The 26°C treatment resulted in near-zero reaction norm slope estimates for the French (−1.29 mm/°C, CI: −2.19, −0.38), Danish (−0.96 mm/°C, CI: −1.96, 0.05), Lithuanian (−0.29 mm/°C, CI: −2.71, 2.14), and Swiss (0.15 mm/°C, CI: −0.82, 1.12) populations (Figure 2d, right column). At this temperature, the isolates from these populations exhibited relatively similar colony diameter estimates, ranging from 33.48 mm (French population, CI: 29.22, 37.75) to 42.25 mm (Swiss population, CI: 38.31, 46.2) (Figure 1b and Figure S1d).

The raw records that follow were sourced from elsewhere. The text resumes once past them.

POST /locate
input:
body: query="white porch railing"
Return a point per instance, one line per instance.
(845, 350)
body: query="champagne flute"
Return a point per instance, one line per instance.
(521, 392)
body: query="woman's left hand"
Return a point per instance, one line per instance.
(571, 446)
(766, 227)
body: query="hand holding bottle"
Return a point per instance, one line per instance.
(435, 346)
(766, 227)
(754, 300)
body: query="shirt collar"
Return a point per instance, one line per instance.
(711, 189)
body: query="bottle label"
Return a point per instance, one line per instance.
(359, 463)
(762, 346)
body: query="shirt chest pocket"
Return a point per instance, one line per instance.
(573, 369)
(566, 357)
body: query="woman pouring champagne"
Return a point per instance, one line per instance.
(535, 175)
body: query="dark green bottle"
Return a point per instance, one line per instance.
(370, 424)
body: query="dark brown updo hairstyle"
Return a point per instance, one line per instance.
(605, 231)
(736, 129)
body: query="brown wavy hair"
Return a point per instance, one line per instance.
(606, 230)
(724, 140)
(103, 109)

In contrast, the Italian population showed a steady increase in colony diameter following a temperature increase from 22°C to 26°C (slope: 8.83 mm/°C, CI: 7.21, 10.46; diameter at 26°C: 74.80 mm, CI: 69.43, 80.16), resulting in a statistically significant difference in slope estimate between this population and the others (Figure 2d, right column). Similarly, colony diameter estimates at 26°C were significantly higher for isolates representing the Italian population compared to those of other populations (Figure 1b and Figure S1d).

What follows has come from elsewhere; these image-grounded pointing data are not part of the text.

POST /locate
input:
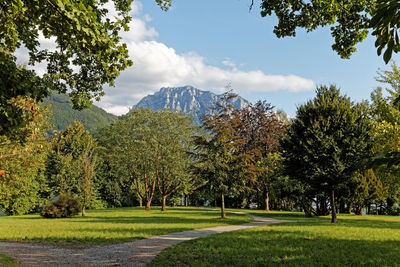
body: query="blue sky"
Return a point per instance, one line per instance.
(210, 43)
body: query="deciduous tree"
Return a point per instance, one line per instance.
(349, 21)
(327, 142)
(88, 51)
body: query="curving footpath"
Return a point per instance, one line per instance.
(136, 253)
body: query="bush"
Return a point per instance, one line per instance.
(64, 207)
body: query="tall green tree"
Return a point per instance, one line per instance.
(369, 190)
(70, 164)
(349, 21)
(174, 137)
(262, 129)
(22, 183)
(327, 142)
(88, 53)
(220, 161)
(149, 149)
(385, 114)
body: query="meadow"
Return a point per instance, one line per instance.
(353, 241)
(106, 226)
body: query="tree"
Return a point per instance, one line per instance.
(386, 133)
(22, 183)
(88, 52)
(219, 159)
(174, 137)
(151, 148)
(369, 190)
(350, 21)
(327, 142)
(70, 164)
(262, 129)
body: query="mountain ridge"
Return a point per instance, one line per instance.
(186, 99)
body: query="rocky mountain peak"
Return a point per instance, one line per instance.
(186, 99)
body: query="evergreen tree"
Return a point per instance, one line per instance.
(327, 142)
(70, 164)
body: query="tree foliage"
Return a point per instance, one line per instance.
(70, 163)
(151, 148)
(22, 183)
(349, 21)
(220, 161)
(327, 142)
(88, 53)
(263, 129)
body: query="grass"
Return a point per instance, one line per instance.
(355, 240)
(7, 261)
(110, 225)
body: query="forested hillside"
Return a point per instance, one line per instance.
(63, 114)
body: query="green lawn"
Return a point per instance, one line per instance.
(7, 261)
(355, 240)
(110, 225)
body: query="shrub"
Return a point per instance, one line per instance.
(64, 207)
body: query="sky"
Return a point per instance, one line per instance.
(211, 44)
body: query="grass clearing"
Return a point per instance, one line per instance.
(7, 261)
(355, 240)
(110, 225)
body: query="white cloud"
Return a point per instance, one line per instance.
(156, 65)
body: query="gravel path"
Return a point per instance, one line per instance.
(135, 253)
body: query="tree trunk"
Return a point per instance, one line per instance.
(148, 203)
(266, 200)
(223, 207)
(164, 206)
(333, 206)
(349, 207)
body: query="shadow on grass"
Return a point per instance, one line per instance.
(261, 247)
(157, 220)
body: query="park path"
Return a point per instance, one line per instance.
(136, 253)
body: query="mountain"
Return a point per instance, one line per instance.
(63, 114)
(187, 99)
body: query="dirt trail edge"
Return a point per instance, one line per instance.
(136, 253)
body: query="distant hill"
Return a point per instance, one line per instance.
(63, 114)
(187, 99)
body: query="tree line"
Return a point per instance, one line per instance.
(334, 156)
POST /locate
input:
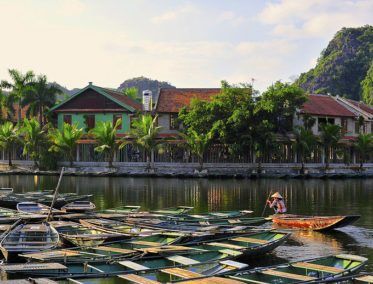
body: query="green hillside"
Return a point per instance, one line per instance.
(345, 67)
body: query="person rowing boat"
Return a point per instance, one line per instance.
(277, 204)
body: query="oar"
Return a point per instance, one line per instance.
(55, 194)
(269, 196)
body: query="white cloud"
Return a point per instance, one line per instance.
(172, 15)
(71, 7)
(315, 18)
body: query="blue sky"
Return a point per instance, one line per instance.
(187, 43)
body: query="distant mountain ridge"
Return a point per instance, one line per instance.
(344, 66)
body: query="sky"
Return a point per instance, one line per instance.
(190, 44)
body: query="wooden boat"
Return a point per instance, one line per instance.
(317, 223)
(306, 271)
(195, 264)
(29, 238)
(79, 206)
(109, 251)
(126, 209)
(78, 235)
(117, 227)
(366, 278)
(34, 208)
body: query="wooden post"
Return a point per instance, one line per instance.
(55, 194)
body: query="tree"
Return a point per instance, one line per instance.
(34, 139)
(363, 145)
(305, 143)
(145, 134)
(40, 98)
(20, 86)
(278, 105)
(66, 140)
(264, 142)
(331, 134)
(105, 136)
(196, 143)
(9, 136)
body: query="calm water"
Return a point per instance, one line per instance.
(307, 197)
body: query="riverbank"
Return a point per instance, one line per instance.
(184, 170)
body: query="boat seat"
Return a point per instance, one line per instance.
(182, 273)
(365, 278)
(147, 243)
(216, 280)
(120, 250)
(250, 240)
(234, 264)
(133, 265)
(317, 267)
(137, 279)
(288, 275)
(223, 245)
(182, 259)
(230, 252)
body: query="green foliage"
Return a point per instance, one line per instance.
(41, 97)
(9, 137)
(144, 135)
(34, 139)
(196, 143)
(65, 141)
(22, 84)
(331, 135)
(367, 86)
(343, 65)
(104, 134)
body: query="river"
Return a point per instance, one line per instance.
(307, 197)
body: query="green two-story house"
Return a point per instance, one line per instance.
(92, 104)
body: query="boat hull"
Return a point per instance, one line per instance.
(317, 223)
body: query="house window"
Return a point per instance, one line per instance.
(324, 120)
(67, 118)
(173, 122)
(344, 124)
(116, 117)
(91, 121)
(357, 127)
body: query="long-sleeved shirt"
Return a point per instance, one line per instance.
(279, 205)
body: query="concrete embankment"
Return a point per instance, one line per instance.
(188, 170)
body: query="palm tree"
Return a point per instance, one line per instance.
(197, 143)
(363, 144)
(66, 140)
(9, 136)
(34, 139)
(42, 96)
(105, 136)
(305, 144)
(331, 134)
(145, 133)
(20, 86)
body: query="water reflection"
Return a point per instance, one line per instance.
(306, 197)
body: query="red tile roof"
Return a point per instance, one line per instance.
(172, 100)
(362, 106)
(122, 98)
(325, 105)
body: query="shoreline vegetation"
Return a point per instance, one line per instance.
(235, 172)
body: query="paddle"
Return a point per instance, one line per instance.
(269, 196)
(55, 194)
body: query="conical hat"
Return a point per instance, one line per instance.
(278, 195)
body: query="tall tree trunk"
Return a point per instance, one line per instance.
(40, 114)
(10, 157)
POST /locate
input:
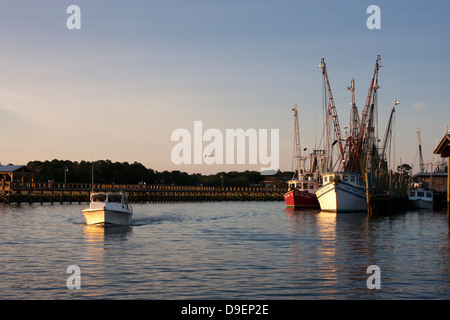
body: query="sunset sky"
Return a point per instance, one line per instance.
(138, 70)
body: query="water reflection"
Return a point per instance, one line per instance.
(101, 233)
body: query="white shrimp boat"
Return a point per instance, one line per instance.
(421, 198)
(108, 208)
(342, 192)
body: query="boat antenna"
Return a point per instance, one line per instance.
(297, 141)
(92, 176)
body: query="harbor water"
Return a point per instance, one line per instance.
(222, 250)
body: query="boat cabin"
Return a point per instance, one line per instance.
(421, 194)
(348, 177)
(109, 197)
(304, 185)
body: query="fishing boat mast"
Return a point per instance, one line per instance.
(365, 139)
(421, 165)
(297, 142)
(331, 110)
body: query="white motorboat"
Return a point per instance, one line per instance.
(108, 208)
(421, 198)
(342, 192)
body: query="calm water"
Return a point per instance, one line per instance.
(222, 250)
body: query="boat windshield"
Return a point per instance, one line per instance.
(114, 198)
(99, 198)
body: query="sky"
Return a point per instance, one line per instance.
(137, 71)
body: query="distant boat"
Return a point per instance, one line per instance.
(301, 194)
(108, 208)
(342, 192)
(420, 198)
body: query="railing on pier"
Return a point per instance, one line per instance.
(79, 192)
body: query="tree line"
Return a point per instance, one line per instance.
(106, 171)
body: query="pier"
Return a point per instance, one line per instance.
(31, 192)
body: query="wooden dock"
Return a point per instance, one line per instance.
(31, 192)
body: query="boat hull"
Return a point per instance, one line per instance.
(105, 216)
(342, 197)
(301, 199)
(421, 204)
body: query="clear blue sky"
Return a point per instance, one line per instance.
(138, 70)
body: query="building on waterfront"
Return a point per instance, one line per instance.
(14, 173)
(443, 149)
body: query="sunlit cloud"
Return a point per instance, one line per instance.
(418, 105)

The 27°C treatment had a consistent and strong effect on colony diameters across populations. The average estimated slope of the reaction norm was −6.59 mm/°C (Figure 2e, right column). However, at 27°C the mean predicted colony diameter of Lithuanian H. fraxineus isolates was smaller (2.38 mm, CI: 1.68–3.09) than the mean colony diameters from the other four populations (8.47 mm) (Figure 1b and Figure S1e). Given the uniform growth observed across populations at lower temperatures, this result suggests that the Lithuanian population has the narrowest thermal niche.

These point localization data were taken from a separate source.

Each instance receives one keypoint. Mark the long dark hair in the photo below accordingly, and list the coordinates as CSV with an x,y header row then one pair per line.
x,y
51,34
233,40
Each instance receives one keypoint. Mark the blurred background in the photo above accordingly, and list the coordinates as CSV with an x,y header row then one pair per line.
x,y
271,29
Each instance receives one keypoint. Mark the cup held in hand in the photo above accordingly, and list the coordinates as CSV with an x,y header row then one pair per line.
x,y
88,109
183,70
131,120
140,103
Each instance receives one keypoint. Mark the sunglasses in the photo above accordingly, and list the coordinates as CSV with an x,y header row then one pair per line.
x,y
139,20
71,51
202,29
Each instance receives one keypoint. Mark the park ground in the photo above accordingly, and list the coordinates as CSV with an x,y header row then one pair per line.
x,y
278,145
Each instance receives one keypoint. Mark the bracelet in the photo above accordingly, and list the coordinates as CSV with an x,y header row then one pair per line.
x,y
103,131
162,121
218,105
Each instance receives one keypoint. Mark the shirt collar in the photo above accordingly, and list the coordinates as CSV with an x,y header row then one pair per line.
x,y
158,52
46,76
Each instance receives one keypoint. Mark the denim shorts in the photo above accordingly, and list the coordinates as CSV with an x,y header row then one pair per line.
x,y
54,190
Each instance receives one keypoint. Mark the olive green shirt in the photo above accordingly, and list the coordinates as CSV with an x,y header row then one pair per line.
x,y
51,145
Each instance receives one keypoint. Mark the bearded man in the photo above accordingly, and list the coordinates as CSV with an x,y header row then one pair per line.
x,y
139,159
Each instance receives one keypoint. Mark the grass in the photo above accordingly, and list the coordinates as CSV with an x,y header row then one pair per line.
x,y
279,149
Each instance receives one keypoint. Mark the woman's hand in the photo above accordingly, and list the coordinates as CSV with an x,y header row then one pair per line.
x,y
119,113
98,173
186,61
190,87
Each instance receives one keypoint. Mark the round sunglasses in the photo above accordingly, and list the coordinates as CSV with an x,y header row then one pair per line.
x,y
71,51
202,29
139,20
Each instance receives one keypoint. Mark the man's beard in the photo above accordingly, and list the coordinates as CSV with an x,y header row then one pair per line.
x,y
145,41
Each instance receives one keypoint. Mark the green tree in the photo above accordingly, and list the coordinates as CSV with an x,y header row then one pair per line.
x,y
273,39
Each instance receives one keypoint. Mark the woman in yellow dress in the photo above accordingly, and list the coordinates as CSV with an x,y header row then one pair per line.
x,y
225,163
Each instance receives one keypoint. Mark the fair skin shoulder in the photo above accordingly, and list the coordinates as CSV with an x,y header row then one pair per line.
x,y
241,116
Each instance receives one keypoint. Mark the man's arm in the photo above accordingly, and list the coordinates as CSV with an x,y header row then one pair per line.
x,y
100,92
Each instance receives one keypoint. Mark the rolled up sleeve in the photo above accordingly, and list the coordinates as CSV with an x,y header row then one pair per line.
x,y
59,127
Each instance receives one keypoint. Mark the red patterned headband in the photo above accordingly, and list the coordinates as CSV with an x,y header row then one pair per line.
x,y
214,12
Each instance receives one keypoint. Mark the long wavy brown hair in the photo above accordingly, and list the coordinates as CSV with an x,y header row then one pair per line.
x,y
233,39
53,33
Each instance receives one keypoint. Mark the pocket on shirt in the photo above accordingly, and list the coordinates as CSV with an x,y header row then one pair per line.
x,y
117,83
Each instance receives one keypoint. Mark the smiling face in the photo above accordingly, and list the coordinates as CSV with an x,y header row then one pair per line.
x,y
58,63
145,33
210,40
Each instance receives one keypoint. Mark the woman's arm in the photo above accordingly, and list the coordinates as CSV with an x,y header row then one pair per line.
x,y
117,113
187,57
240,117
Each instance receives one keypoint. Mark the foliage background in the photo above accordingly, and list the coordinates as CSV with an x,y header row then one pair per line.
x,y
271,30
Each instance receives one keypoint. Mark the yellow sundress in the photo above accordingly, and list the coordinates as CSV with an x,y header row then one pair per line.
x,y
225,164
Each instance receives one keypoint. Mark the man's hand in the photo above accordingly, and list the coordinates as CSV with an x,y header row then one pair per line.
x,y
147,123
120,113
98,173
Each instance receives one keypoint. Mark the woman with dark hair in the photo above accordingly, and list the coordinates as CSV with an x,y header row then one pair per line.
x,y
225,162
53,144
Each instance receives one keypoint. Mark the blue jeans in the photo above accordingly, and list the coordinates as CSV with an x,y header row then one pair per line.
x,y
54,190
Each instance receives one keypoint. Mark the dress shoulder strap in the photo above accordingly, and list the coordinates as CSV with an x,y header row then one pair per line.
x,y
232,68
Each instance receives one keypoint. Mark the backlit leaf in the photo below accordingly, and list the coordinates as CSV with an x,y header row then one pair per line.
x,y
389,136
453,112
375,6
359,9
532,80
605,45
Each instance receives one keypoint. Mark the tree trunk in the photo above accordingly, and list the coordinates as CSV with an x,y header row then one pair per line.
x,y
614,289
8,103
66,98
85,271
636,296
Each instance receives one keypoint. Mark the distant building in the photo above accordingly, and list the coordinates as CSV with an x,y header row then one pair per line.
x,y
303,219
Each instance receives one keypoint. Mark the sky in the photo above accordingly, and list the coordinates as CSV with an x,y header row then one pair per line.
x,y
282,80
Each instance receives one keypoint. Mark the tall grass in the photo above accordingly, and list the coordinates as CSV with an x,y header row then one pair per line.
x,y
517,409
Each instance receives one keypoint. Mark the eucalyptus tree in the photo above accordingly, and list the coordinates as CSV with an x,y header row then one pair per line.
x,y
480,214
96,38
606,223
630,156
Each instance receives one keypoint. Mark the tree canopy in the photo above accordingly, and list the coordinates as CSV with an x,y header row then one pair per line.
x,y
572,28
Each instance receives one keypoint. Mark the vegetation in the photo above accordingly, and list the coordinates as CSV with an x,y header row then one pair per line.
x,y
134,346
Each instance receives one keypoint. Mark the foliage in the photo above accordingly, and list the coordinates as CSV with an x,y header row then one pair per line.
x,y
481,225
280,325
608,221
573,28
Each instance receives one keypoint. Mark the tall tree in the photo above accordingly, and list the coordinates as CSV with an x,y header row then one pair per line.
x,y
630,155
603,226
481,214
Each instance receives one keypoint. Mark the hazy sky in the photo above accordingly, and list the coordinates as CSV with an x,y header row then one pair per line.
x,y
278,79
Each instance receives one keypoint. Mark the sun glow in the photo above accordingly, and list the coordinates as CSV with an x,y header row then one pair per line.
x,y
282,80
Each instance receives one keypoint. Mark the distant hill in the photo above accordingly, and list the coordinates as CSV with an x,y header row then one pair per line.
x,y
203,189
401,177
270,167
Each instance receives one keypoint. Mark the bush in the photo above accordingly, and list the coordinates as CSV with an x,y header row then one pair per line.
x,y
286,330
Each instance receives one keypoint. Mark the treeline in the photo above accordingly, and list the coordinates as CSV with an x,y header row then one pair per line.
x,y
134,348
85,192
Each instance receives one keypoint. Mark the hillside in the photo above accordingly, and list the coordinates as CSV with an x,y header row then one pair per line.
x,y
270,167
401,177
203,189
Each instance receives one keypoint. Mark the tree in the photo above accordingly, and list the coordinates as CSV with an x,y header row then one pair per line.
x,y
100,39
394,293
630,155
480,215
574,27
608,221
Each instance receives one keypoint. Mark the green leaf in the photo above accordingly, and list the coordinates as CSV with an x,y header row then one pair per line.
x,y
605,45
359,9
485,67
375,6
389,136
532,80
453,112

Homogeneous Responses of Populations' Viability to Low-Temperature Treatments, Variable Response to Temperature Increase

Viability rates estimated for H. fraxineus isolates exposed to −20°C did not differ significantly from 1 (Figure 3a and Figure S2a), indicating good tolerance to subzero temperatures by the fungus. The reduction in individual viability rates across the −20°C to 22°C temperature range was minimal (0.08–0.12 units/°C), with significant yet marginal differences among populations (Figure 4a, right column).

In contrast, high-temperature treatments had a strong but relatively uniform effect on the viability of Danish, Swiss, French, and Italian populations. For isolates from these populations, the average decline in viability was −0.63, −0.96, and −1.38 units/°C under the 30°C, 31°C, and 32°C treatments, respectively (Figure 4b–d, right column). Notably, Lithuanian isolates exhibited significantly steeper reaction norm slopes estimated across all three treatments, with declines of −1.24 units/°C at 30°C, −2.14 units/°C at 31°C, and −1.75 units/°C at 32°C (Figure 4b–d, right column).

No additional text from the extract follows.